Wouldn't that depend on how you interpret the rest of the quantities you put in?
I mean, you must have had a reason to use this equation.

#### minger

The essence of the equation is that the quantities will always be equal to a constant. That means that "energy" can be transferred from pressure to velocity, or potential to velocity, etc, but the summation will always be the same (in absense of frictional losses of course).

However, in some applications, that number can be referred to as 'head', particularly when relating to pumps. A pump might be rated at 30 feet of head. Since each term in the equation is in units of feet, you can get appropriate quantities. For example, if you want to know how high you can pump a fluid, then you have a situation of lets say a vertical tube. At the top, the only term present will be potential, and you find that you can pump it 30 feet high.

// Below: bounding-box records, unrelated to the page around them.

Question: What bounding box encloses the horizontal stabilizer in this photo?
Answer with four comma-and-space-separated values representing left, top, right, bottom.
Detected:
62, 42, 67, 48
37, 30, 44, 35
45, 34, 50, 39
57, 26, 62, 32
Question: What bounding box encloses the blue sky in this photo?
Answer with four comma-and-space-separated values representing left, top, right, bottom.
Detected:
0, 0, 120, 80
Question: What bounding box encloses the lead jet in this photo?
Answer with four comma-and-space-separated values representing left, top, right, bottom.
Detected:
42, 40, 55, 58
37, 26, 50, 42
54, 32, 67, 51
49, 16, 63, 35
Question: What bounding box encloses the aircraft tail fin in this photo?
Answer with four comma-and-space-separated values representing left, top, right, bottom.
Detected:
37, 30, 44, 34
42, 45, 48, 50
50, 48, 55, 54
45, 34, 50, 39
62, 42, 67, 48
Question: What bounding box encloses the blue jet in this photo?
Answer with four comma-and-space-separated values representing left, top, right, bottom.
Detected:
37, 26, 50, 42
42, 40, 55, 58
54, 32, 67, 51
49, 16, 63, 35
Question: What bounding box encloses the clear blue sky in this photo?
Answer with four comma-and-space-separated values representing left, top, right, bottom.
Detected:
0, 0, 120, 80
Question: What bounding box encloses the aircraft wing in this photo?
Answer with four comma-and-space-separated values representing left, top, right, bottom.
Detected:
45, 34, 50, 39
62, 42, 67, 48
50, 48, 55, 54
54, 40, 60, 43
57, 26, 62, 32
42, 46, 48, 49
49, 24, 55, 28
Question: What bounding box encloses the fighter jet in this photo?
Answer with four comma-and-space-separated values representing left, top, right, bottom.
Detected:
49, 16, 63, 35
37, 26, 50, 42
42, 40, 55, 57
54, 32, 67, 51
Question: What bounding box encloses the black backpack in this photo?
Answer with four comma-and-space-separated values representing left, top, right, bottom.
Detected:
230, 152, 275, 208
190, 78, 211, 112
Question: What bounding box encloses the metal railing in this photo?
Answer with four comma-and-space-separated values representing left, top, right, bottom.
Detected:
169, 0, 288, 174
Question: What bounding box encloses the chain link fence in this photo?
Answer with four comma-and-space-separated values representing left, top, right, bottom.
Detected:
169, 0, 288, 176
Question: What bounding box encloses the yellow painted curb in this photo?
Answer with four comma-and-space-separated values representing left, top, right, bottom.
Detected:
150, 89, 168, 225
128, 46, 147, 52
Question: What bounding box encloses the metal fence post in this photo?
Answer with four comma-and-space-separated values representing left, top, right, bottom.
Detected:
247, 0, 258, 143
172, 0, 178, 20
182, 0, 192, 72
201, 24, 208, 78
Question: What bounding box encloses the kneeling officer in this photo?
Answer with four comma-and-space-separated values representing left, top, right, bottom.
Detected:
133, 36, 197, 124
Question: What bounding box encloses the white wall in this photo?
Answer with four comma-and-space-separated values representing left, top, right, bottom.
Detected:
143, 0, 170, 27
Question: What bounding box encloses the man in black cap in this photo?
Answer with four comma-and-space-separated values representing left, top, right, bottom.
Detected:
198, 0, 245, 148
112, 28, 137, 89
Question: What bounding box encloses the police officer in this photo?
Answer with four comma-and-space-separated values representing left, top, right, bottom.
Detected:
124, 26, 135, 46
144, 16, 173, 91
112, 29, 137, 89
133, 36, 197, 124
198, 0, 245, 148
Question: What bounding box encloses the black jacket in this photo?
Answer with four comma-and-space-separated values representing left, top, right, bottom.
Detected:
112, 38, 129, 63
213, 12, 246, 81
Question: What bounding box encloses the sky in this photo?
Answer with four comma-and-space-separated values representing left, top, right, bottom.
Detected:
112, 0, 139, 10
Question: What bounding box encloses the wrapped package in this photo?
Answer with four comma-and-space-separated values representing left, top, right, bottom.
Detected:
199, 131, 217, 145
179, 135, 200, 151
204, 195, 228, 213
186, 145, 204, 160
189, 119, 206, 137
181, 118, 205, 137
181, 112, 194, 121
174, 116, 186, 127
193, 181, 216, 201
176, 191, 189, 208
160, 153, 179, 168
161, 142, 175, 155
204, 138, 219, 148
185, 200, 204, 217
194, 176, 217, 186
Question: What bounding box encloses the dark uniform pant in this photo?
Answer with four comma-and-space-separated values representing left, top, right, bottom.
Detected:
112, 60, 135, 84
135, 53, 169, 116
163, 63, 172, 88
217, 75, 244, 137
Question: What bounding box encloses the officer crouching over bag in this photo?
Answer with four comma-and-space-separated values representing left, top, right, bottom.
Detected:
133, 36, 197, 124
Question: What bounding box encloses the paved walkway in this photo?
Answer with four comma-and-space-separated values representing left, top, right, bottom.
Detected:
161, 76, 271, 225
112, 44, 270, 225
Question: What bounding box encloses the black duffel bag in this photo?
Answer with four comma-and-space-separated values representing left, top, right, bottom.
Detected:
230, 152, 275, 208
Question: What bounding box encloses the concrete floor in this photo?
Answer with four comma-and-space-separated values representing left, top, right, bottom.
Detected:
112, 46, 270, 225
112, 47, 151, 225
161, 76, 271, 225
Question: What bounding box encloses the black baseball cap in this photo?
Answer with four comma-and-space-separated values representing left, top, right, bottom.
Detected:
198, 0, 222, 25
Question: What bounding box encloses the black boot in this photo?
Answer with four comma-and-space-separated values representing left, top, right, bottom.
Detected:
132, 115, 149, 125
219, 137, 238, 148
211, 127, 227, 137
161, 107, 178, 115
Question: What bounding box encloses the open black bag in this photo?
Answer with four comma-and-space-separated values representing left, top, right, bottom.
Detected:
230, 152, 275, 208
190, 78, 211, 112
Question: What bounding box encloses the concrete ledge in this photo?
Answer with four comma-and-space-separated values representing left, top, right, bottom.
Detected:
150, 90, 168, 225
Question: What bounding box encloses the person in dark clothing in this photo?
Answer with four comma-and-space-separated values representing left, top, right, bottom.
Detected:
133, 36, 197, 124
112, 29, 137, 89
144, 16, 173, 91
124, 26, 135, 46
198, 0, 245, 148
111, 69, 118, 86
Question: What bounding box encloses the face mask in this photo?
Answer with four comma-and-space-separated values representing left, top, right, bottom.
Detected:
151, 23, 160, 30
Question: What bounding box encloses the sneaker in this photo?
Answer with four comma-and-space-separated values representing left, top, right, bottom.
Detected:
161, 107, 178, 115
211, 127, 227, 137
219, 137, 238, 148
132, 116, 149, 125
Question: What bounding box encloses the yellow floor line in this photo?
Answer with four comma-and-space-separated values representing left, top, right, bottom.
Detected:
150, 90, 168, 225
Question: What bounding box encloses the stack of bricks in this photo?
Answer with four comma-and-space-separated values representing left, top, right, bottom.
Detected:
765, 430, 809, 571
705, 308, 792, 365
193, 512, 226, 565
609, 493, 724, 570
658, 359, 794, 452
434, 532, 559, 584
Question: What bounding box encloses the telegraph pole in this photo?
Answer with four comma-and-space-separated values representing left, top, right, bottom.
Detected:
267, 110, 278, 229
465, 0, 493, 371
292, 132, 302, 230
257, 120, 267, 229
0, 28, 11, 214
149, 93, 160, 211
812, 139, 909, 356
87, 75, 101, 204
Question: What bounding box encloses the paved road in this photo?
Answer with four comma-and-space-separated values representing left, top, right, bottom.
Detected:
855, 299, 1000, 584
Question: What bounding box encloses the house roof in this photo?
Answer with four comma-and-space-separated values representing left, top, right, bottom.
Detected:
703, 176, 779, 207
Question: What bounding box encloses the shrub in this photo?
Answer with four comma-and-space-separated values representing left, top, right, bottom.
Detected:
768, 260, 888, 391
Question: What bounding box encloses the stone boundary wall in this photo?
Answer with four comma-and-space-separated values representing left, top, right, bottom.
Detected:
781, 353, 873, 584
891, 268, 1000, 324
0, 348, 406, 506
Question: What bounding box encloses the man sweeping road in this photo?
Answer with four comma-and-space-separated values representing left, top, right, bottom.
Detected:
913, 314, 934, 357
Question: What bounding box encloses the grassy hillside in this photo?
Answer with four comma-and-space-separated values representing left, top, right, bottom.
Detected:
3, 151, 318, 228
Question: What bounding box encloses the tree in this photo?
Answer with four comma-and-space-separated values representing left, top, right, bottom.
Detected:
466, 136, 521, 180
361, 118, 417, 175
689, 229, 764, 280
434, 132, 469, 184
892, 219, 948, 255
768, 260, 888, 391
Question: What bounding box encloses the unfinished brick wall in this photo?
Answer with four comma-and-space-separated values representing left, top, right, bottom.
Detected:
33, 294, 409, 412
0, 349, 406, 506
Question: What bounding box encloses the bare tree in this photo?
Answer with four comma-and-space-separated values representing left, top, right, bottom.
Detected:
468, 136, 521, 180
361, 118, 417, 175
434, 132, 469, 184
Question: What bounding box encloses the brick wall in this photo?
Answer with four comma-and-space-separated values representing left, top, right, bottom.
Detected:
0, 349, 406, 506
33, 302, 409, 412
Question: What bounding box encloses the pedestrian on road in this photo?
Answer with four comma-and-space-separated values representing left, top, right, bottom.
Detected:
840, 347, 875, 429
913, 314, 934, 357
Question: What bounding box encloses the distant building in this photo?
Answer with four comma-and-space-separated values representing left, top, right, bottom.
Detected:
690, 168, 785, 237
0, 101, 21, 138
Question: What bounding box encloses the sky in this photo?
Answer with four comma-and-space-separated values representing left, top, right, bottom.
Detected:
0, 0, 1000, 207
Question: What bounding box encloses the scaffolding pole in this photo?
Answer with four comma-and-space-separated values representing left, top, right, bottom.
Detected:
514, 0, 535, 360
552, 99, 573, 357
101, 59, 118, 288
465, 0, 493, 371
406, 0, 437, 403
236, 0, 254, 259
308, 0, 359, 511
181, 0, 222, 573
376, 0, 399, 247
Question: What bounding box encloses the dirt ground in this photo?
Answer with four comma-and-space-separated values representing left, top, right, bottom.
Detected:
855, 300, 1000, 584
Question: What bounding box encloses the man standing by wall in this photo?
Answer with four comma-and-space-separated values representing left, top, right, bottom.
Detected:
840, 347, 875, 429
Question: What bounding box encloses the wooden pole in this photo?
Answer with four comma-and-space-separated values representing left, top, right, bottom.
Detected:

If you want to know maximum pressure obtained, then you get a closed flow solution where velocity and potential are zero, then you can get pressure from density of the fluid; likewise you can get maximum velocity.

#### stewartcs

When we evaluate the bernoulli's equation-p/(density*gravity)+v^2/(2*gravity)+z=constant.
we get a value whose unit is metre.how am i supposed to actually interpret this result???
Sounds like you've found the elevation change.

CS

#### minger

Sounds like you've found the elevation change
It's not necessarily an elevation change. The equation is written so that the terms are in units of length. That constant on the right if anything could be multiplied by specific weight to get the total pressure (the summation of static and dynamic pressure). In order to get a change in elevation, one would need two separate conditions. If you have velocity and pressure at two instances, then you can solve for $$z_2 - z_1$$ or $$\Delta z$$ which is the change in elevation.

#### stewartcs

It's not necessarily an elevation change. The equation is written so that the terms are in units of length. That constant on the right if anything could be multiplied by specific weight to get the total pressure (the summation of static and dynamic pressure). In order to get a change in elevation, one would need two separate conditions. If you have velocity and pressure at two instances, then you can solve for $$z_2 - z_1$$ or $$\Delta z$$ which is the change in elevation.
Sorry I misread the equation the OP wrote, I thought the OP had point 2 on the RHS (i.e. an energy balance), which is how the equation is normally used in practice.

The version of the Bernoulli equation the OP listed expresses the total energy at any particular point above some arbitrary horizontal datum plane given as total head in meters of fluid.

The fact the RHS is set equal to a constant is to emphasis that this is an ideal situation in which there is no energy loss (or addition) such as friction (or pumps). If it is not ideal, which in real life it isn’t, these losses must be included and the RHS is not constant. Hence, the Bernoulli equation is normally written as an energy balance to include point 2.

CS

#### ank_gl

Ideally it is the height to which the fluid ll be raised from the reference in a vertical tube, if bought to rest.

#### Sohan

Ok.thanks a lot everybody,i think i have got it....... By the way i have a little confusion over how the euler's equation for fluids was derived..(from which bernoulli's equation was obtained by integration considering the fluid is incompressible) Can anyone please post a link where the derivations is properly explained??

#### minger

The derivation of the Navier-Stokes and subsequent Euler equations (if those are the Euler equations that you're thinking of) are quite complex and lengthy. When I learned them, the full derivation took a few weeks of class and like 12 pages of notes.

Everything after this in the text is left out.